Although we’ve long been used to this model, it can suffer from a number of problems:
- Trying to create a one-size-fits-all schema is a challenged which requires significant data modelling up front. This is even more challenging when you are trying to aggregate disparate data sets.
- No matter how good the data modelling, the uses of the data may change over time, which may require changes to active schemas, which can be difficult; imagine changing an engine on a moving car
- You may discover that the “normalised” data is missing useful information which was available in the raw data; even if you enhance your schema to include that information you may not be able to recover the information that has been lost from the data which has already been normalised
To overcome these issues, the big data analytics world tends towards a “schema on read” model. With schema on read, the data is stored as is, and then any schema is applied by the application that reads the data.
The schema on read model provides more flexibility and extensibility in that:
- Different applications can apply different schemas to the data, in parallel
- It’s generally an easier job to change the application schema, and that does not impact the raw data or other applications
- Whatever schema is applied, no information is lost if the raw data is maintained
- The resulting cost of experimentation is low
Schema on read is an obvious fit where we bring together multiple network datasets (event data, metric data, flow data, …), and need to enable different users and applications to process different (often overlapping) subsets of the data in parallel.

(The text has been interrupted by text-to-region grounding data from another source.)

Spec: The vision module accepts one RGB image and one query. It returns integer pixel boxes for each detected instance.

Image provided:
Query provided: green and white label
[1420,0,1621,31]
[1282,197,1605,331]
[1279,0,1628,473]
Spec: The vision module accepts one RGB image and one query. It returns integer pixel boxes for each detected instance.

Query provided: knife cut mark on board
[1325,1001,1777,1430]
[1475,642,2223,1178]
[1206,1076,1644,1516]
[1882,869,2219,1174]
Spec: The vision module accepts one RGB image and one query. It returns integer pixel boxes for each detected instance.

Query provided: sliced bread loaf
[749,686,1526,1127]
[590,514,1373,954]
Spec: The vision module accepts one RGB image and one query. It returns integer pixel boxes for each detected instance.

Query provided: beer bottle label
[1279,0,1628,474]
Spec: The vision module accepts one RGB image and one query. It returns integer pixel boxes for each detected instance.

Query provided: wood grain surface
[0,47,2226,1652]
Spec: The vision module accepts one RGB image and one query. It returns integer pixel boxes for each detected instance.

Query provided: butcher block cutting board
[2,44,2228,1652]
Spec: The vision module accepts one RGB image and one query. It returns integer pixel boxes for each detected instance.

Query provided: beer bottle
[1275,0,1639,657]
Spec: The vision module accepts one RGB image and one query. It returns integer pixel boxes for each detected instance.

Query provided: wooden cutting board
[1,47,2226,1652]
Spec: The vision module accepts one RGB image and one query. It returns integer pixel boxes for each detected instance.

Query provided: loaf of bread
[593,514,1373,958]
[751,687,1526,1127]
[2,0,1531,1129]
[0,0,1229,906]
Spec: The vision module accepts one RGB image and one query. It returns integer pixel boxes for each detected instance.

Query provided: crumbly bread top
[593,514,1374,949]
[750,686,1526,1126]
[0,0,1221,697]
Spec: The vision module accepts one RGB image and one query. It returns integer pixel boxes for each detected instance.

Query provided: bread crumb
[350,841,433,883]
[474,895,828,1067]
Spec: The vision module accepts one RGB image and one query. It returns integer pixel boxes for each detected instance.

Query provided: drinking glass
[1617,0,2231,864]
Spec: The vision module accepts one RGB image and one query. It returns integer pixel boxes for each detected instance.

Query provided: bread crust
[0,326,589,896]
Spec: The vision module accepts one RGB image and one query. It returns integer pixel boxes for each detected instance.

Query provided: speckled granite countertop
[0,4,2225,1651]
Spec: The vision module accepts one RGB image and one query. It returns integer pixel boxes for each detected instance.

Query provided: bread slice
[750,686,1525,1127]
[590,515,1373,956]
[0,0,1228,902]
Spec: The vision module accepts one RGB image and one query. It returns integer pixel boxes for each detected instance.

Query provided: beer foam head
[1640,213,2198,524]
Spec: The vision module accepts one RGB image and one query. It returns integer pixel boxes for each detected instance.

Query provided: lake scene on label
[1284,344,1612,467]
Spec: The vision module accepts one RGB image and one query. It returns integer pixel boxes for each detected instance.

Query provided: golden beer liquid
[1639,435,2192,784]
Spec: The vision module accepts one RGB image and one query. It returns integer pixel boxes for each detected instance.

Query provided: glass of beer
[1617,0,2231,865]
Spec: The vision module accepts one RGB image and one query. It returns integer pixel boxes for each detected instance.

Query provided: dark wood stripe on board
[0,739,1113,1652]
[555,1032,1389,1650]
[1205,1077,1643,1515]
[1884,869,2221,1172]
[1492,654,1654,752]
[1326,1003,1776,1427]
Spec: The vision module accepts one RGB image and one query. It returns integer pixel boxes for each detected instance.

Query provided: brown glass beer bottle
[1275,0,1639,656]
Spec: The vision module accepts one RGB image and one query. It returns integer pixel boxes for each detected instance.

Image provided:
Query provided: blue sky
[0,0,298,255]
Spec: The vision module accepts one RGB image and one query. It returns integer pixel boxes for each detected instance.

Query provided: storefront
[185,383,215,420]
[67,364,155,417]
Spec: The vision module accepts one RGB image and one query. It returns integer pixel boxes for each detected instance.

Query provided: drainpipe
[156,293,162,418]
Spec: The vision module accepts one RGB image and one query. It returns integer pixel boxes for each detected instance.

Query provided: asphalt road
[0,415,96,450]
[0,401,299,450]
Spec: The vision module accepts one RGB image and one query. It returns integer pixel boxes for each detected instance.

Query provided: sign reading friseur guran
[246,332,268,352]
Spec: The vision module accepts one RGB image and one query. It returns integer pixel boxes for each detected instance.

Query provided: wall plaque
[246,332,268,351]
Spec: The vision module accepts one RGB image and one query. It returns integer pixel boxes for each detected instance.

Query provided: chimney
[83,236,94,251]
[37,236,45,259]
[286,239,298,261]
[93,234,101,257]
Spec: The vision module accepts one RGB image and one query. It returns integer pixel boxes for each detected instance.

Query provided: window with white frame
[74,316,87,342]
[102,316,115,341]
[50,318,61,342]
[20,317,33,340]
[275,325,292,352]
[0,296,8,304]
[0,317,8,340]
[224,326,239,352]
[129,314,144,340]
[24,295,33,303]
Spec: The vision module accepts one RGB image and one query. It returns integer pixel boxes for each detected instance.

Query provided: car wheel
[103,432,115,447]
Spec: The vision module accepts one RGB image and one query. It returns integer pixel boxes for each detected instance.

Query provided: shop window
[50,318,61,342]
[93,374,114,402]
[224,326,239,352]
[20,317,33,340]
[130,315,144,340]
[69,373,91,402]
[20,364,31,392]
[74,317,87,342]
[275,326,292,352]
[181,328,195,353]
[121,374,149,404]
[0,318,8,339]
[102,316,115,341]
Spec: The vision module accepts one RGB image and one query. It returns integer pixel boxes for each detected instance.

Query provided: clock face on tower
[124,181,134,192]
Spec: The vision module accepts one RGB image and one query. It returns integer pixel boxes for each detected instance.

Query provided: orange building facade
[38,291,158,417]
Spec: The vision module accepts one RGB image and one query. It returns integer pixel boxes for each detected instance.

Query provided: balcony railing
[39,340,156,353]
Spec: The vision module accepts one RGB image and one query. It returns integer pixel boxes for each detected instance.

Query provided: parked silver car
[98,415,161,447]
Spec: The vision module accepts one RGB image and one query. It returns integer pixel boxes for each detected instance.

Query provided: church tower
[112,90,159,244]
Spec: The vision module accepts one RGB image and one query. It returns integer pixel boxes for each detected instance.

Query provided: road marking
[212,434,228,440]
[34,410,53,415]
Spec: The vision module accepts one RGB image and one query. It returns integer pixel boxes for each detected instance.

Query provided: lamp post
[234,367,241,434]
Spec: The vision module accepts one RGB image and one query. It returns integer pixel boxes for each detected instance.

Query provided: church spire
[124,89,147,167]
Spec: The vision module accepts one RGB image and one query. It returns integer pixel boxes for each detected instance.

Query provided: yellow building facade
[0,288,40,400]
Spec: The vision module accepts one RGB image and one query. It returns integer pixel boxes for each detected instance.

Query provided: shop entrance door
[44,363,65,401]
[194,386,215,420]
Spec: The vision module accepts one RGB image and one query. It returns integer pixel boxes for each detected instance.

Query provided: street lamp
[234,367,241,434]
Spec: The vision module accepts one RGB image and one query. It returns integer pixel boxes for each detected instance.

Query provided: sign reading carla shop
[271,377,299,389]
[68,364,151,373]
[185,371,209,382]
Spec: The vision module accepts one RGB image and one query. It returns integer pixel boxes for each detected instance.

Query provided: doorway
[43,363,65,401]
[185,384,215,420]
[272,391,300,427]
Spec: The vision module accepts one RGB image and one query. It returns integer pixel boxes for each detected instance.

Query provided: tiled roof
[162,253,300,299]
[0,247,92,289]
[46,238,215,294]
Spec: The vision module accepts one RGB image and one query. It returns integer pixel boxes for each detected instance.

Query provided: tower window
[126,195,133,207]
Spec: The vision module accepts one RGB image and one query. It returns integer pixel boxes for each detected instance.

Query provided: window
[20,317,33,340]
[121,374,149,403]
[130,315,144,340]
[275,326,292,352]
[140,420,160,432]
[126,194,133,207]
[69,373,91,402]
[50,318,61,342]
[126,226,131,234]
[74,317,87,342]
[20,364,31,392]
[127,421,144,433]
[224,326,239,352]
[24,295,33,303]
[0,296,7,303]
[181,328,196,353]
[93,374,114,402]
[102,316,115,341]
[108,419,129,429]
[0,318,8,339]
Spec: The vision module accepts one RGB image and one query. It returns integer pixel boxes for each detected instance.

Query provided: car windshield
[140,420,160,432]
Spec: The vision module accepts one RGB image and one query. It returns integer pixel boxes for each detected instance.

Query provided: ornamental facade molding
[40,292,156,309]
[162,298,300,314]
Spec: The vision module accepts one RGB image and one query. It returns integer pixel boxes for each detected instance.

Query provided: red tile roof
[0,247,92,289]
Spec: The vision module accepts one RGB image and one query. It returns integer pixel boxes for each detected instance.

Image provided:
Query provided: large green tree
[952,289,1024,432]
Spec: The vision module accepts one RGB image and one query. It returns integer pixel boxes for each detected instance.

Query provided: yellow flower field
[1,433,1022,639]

The potential disadvantage of the schema on read model is in read performance, i.e. because of the effort required to apply the schema. To overcome this, a common deployment architecture is to save the data processed by the application to a derived data store.
This is a model that we commonly use on PNDA, where HDFS is used as the master data store for the raw data, and then Hbase or OpenTSDB are used to store derived data, for key-value or metric data respectively. It provides the benefits of extensibility and performance. Of course, it’s always possible to write the derived data back to the master data store further enriching the master data set.